OREANDA-NEWS. November 27, 2015. A team at the University of Toronto, led by Dr. Brendan Frey, is advancing computational cancer research by developing a “genetic interpretation engine” – a GPU-powered, deep learning method for identifying cancer-causing mutations.

Today the NVIDIA Foundation, our employee-driven philanthropy arm, awarded Frey and his team a US\\$200,000 grant to further that work — and help them usher in an era of personal and effective cancer care.

Compute the Cure

Cancer kills almost 600,000 people each year in the U.S. alone. It can be caused by any one of an endless variety of mutations, across many different genes. This can make it hard to identify quickly and treat in a highly targeted way.

As computers grow more powerful, scientists are delving into giant datasets and deploying computer simulations to research how cancer develops.

Part of our “Compute the Cure” initiative, the NVIDIA Foundation’s grant will help Frey’s team scale up their GPU-powered methods so they can be applied to a large number of personal genomes in clinical settings, ultimately involving hundreds of thousands of genomes.

“To make a big difference in genomic medicine, we’ve developed GPU-accelerated technologies for the computationally intensive work,” Frey said. “Now, we’re focused on the next step — to change the lives of patients stricken with cancer — by experimentally validating our technologies using data from these patients.”

Leo Lee, a senior research associate in Frey’s lab, will manage the deployment of GPU-accelerated computational tools and the development of clinical experiments to validate them. Andrew Delong, who co-developed some of tools as a postdoctoral fellow in Frey’s lab, will advise the team on tool deployment and clinical validation.

In addition to demonstrating the utility of the tools in cancer biology, the team will ensure that libraries are freely available for use by other biomedical researchers working on cancer and other genetic diseases, according to Delong.

The university team used servers with eight each of NVIDIA Tesla K80, K40 and K20 GPU accelerators, plus several desktop machines with NVIDIA GeForce GTX TITAN X graphics cards.

Overcoming Roadblocks

The team’s computational approach aims to overcome some of the roadblocks in personalized medicine.

At present a patient’s cancer-causing “driver” mutations have to be identified and separated from their many benign cancer-caused “passenger” mutations.

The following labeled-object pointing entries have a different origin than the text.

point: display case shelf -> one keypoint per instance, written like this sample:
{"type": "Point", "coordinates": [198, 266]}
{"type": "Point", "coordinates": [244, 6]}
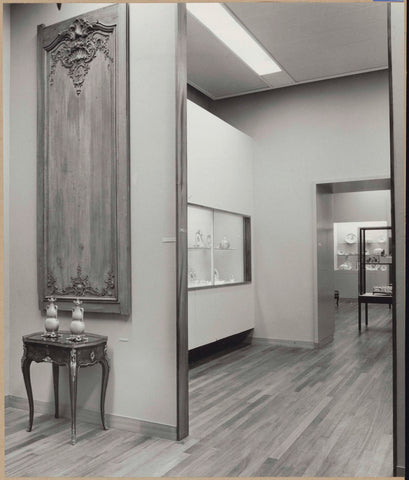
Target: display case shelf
{"type": "Point", "coordinates": [209, 230]}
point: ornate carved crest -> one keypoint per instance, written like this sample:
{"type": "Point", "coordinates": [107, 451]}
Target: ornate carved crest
{"type": "Point", "coordinates": [76, 47]}
{"type": "Point", "coordinates": [80, 285]}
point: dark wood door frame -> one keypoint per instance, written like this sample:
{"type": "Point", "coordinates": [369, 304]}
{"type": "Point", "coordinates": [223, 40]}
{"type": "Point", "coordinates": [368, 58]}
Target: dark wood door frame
{"type": "Point", "coordinates": [182, 347]}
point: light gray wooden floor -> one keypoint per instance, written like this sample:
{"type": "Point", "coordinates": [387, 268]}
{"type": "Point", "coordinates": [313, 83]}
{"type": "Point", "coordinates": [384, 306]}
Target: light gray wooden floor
{"type": "Point", "coordinates": [256, 411]}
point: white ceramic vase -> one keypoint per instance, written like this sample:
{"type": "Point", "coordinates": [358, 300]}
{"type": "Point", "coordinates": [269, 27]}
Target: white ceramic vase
{"type": "Point", "coordinates": [77, 326]}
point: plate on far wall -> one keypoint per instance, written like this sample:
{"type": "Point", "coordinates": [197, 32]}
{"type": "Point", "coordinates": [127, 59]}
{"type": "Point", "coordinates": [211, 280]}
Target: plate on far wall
{"type": "Point", "coordinates": [350, 238]}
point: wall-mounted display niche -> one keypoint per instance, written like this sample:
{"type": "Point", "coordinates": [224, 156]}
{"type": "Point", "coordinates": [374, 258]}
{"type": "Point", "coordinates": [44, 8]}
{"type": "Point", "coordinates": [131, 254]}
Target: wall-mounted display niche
{"type": "Point", "coordinates": [219, 248]}
{"type": "Point", "coordinates": [346, 246]}
{"type": "Point", "coordinates": [83, 162]}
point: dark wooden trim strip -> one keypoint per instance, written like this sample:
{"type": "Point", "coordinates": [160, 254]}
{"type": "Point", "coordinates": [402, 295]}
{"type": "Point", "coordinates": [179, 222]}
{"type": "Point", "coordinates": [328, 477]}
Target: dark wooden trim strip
{"type": "Point", "coordinates": [247, 249]}
{"type": "Point", "coordinates": [182, 426]}
{"type": "Point", "coordinates": [393, 242]}
{"type": "Point", "coordinates": [218, 210]}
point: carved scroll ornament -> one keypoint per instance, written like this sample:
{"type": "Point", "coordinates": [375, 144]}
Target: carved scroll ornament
{"type": "Point", "coordinates": [80, 286]}
{"type": "Point", "coordinates": [76, 47]}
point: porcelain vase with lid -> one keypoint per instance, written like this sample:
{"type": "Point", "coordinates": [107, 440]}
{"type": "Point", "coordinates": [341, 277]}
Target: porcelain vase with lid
{"type": "Point", "coordinates": [51, 323]}
{"type": "Point", "coordinates": [77, 326]}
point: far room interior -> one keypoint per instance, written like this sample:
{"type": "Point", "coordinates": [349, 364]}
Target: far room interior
{"type": "Point", "coordinates": [231, 237]}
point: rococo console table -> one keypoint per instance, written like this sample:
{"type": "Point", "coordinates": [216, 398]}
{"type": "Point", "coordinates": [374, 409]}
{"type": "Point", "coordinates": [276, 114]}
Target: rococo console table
{"type": "Point", "coordinates": [61, 351]}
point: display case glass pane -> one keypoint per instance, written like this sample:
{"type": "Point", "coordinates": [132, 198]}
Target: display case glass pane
{"type": "Point", "coordinates": [218, 248]}
{"type": "Point", "coordinates": [200, 241]}
{"type": "Point", "coordinates": [377, 261]}
{"type": "Point", "coordinates": [346, 243]}
{"type": "Point", "coordinates": [228, 248]}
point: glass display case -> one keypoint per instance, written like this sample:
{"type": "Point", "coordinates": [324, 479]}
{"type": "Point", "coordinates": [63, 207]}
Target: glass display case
{"type": "Point", "coordinates": [375, 260]}
{"type": "Point", "coordinates": [346, 244]}
{"type": "Point", "coordinates": [219, 248]}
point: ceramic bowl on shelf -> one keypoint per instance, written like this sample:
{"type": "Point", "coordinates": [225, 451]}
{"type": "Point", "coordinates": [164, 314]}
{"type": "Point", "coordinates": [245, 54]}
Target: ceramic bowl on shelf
{"type": "Point", "coordinates": [350, 238]}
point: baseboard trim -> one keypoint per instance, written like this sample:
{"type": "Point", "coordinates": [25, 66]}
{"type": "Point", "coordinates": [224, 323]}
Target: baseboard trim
{"type": "Point", "coordinates": [400, 471]}
{"type": "Point", "coordinates": [283, 343]}
{"type": "Point", "coordinates": [128, 424]}
{"type": "Point", "coordinates": [324, 341]}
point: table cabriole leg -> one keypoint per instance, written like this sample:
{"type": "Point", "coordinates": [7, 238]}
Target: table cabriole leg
{"type": "Point", "coordinates": [56, 375]}
{"type": "Point", "coordinates": [73, 377]}
{"type": "Point", "coordinates": [105, 374]}
{"type": "Point", "coordinates": [25, 367]}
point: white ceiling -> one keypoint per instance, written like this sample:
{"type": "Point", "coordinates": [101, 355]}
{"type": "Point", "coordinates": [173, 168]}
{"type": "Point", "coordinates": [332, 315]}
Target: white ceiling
{"type": "Point", "coordinates": [310, 41]}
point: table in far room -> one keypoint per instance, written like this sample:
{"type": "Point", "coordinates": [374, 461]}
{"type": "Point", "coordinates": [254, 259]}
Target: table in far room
{"type": "Point", "coordinates": [367, 298]}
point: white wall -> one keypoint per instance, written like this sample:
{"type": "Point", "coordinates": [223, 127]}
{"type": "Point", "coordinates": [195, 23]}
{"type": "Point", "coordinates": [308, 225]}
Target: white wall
{"type": "Point", "coordinates": [144, 367]}
{"type": "Point", "coordinates": [6, 177]}
{"type": "Point", "coordinates": [220, 175]}
{"type": "Point", "coordinates": [325, 131]}
{"type": "Point", "coordinates": [362, 206]}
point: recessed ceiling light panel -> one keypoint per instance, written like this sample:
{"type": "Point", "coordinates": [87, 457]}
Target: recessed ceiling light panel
{"type": "Point", "coordinates": [221, 23]}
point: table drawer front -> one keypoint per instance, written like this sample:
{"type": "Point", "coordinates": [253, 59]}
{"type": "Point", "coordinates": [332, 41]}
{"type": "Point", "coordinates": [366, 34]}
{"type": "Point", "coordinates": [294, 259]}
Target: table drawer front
{"type": "Point", "coordinates": [90, 355]}
{"type": "Point", "coordinates": [47, 353]}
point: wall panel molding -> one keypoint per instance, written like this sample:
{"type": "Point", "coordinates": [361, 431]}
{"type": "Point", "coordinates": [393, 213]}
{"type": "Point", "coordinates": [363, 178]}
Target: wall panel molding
{"type": "Point", "coordinates": [83, 205]}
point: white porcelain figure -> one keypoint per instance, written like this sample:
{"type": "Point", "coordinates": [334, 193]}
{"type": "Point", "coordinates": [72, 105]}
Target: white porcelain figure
{"type": "Point", "coordinates": [51, 323]}
{"type": "Point", "coordinates": [77, 326]}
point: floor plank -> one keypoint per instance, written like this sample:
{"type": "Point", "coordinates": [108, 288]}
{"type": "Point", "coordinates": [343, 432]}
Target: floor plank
{"type": "Point", "coordinates": [258, 410]}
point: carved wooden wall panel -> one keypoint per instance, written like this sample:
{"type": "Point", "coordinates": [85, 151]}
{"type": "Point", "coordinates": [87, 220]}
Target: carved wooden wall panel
{"type": "Point", "coordinates": [83, 162]}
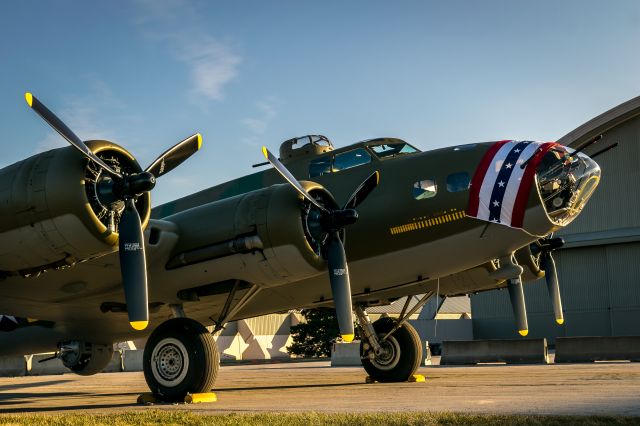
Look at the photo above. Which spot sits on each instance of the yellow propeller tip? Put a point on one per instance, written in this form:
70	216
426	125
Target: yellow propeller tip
348	337
139	325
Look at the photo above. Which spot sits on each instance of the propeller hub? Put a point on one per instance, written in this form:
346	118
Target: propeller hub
138	183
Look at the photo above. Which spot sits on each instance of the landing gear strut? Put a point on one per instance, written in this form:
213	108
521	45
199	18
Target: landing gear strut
180	357
389	353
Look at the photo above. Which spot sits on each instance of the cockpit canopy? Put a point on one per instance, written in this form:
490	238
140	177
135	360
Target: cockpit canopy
304	146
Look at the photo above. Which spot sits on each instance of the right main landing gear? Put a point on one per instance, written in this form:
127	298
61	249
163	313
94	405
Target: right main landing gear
180	357
388	357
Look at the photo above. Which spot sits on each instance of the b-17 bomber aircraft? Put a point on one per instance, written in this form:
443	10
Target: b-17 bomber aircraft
86	262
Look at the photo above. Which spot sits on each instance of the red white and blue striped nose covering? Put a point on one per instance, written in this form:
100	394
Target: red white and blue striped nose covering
500	187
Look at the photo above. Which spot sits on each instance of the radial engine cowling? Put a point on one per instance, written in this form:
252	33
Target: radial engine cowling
51	212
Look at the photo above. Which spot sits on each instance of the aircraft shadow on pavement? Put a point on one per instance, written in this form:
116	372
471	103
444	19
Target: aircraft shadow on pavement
68	408
319	385
31	385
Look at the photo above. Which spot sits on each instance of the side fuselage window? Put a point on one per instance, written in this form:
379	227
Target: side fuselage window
349	159
320	166
457	182
424	189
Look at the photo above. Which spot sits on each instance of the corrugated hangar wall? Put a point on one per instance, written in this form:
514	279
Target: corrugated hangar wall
599	267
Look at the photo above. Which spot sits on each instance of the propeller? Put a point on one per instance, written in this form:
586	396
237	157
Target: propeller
126	188
331	222
544	247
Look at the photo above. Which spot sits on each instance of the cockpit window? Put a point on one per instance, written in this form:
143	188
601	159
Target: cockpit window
424	189
457	182
346	160
349	159
392	149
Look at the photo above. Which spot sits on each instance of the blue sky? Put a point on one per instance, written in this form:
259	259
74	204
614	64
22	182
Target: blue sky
146	74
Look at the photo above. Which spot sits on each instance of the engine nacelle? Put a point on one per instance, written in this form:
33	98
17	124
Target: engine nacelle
51	213
276	222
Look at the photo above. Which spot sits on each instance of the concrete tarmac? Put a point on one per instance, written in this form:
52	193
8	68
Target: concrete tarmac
576	389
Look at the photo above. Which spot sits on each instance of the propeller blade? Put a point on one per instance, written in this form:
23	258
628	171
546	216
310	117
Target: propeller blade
174	156
548	265
340	286
516	294
133	266
290	178
64	131
363	191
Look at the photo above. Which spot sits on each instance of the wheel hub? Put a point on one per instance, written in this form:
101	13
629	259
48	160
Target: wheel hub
389	355
170	362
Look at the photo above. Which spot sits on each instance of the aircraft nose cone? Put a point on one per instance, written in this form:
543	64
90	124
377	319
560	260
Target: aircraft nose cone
566	180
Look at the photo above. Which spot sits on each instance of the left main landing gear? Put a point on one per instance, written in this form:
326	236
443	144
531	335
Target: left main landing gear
388	357
180	357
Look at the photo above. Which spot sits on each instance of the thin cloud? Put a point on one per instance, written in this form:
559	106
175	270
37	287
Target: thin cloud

Today, a highly trained genome diagnostician can spend hours trying to understand the impact of a single mutation, pouring through databases and research papers, often coming up empty-handed.

Deep learning can help identify driver mutations more quickly, consistently and accurately than ever before. In other words, it allows human diagnosticians to scale.

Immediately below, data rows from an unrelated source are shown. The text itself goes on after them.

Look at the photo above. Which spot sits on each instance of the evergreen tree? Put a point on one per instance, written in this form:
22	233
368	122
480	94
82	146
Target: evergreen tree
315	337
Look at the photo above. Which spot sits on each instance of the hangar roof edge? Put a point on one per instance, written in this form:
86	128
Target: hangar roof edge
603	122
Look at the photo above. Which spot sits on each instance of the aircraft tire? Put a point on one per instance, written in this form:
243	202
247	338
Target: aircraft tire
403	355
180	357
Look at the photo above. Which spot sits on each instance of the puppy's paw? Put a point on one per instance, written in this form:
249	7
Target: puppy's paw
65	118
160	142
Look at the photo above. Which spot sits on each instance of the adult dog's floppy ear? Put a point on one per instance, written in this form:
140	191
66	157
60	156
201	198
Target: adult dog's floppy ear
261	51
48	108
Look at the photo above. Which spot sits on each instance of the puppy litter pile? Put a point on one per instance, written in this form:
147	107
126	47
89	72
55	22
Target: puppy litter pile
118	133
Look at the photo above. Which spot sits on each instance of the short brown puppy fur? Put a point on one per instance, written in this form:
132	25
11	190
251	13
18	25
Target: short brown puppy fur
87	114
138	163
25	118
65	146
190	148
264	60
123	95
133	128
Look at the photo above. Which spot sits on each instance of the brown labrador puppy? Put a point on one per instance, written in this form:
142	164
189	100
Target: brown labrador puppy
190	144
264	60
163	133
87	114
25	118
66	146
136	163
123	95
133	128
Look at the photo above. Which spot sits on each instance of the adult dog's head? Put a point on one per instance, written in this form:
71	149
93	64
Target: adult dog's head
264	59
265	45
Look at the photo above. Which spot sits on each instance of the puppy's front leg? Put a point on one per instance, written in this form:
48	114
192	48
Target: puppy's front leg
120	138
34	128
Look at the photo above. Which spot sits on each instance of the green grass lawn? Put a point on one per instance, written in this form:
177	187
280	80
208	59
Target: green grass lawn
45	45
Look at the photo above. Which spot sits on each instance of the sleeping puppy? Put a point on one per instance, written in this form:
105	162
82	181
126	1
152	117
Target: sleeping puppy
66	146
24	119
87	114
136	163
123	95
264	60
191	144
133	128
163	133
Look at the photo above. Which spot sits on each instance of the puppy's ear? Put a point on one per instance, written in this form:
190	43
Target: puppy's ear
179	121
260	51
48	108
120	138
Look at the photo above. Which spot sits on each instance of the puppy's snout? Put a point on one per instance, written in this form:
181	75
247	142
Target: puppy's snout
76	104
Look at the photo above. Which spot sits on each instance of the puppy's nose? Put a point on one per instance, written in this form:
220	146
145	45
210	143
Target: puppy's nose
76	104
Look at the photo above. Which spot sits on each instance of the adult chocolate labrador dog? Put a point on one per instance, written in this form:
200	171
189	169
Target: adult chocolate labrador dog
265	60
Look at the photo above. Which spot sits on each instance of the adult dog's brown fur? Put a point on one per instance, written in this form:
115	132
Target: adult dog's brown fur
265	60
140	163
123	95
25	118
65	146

The team’s approach to predicting cancer “hot spots” can learn from new genomes going forward, and, by exposing it to new data, can be trained to find causal mutations for other diseases.

With genomics data now being collected in unprecedented quantities, the University of Toronto’s project represents a groundbreaking way to analyze and gain insights from it.

“The crucial next step is validating that it works and building the clinical bridge,” Frey said. “Then the technology can be used widely and help change the lives of people with cancer.”